Recently, I had to have 2 large trees in my yard cut down, one in the back that is dead, and one in the front that is much larger than the tree in the back. As I sit here in my office watching them work on the dead tree in the back yard, I am so impressed with the crew that is doing the work.
This is dangerous work, and they have this process down. The crew works very well with each other, and it appears that each one has his or her role in the process. I am also noticing that there are similarities between their work and what professional organizers do, we both use a process.
The first step is to set up the work area. They have heavy equipment that they use, so they lay down some wood panels, ironically, to make a path from the truck to the backyard to, I’m guessing, protect the grass, and maybe so the equipment doesn’t get bogged down in the yard.
One of the crew literally climbs the tree with a chainsaw and the other end of a rope, ties off a limb, cuts the limb, and the ground crew uses the rope to direct the limb as it comes down. Then another crew member comes in with what looks like a skid loader to pick up the limbs to take them to the chipper truck on the street, or the trailer to haul away the bigger pieces.
This group of men and women that make up the crew are also quick – that large tree in the back yard came down in about 2 hours. As part of the crew finished the work in the back yard, another part of the crew began working on the much larger tree in the front yard. Other crew members cleaned up the smaller limbs, raking and sweeping as they went. This is an efficient time management strategy.

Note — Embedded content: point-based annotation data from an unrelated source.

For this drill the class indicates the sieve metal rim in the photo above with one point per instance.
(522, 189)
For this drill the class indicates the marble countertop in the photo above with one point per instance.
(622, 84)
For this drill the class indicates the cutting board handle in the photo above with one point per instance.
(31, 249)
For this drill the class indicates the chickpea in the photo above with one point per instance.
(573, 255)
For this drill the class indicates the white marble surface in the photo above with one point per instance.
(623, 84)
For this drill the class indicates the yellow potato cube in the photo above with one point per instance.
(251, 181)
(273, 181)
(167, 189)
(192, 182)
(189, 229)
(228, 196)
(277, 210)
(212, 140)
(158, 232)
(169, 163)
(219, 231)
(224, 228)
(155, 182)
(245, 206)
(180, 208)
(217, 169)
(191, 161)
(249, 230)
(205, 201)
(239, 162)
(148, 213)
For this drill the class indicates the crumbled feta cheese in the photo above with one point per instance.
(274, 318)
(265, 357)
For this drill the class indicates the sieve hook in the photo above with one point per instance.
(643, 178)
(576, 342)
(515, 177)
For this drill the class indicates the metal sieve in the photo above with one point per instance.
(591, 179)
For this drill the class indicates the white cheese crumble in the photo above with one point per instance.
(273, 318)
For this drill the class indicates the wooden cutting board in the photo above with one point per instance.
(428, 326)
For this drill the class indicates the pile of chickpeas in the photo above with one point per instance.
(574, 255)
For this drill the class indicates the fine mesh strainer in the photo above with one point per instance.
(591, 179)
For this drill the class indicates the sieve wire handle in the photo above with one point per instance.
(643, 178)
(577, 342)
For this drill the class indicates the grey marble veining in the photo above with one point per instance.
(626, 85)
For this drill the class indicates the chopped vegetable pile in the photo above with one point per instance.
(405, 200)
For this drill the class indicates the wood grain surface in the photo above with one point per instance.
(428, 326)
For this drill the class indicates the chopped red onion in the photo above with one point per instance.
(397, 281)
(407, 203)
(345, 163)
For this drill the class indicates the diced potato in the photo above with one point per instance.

This is the tree that made me cry to think about cutting it down. It’s a beautiful sugar maple, well established, that I have enjoyed for the 20+ years that I have lived in my house. You see, it has a split in the front of the trunk and another larger split in the back of the trunk. It was explained to me that a storm with high winds will bring it down on my house, and possibly my next-door neighbor’s house. As much as I love the tree, mine and others safety was the reason I made this heartbreaking decision.
This tree took a lot longer than the dead one in the backyard due to the sheer size of it. The crew member in the tree is highly skilled at making sure the cuts made in the limbs work in tandem with the crew member at the rope on the ground to detour them from falling on the house.
When most of the limbs were cut away from the trunk, a vertical cut was made in the trunk, and ropes were tied around the tallest point. Some old tires were placed in front of the tree to keep the massive trunk from causing a huge hole in the yard. Then they cut through the base of the trunk and the rope was tied to the skid loader to pull it down. The hardest parts were done, and my beautiful sugar maple no longer stood in my front yard.
All that was left was to grind out the stump and remove the remaining debris. They did such a great job!
The crew understood that I was not happy about having to cut it down, I appreciated their empathy. I requested they cut a slice about 3 inches thick in one of the thicker limbs and they were happy to do it, and actually cut a few more slices. My plan is to make at least one small side table with the slices so I will have a piece of my beautiful sugar maple to keep forever.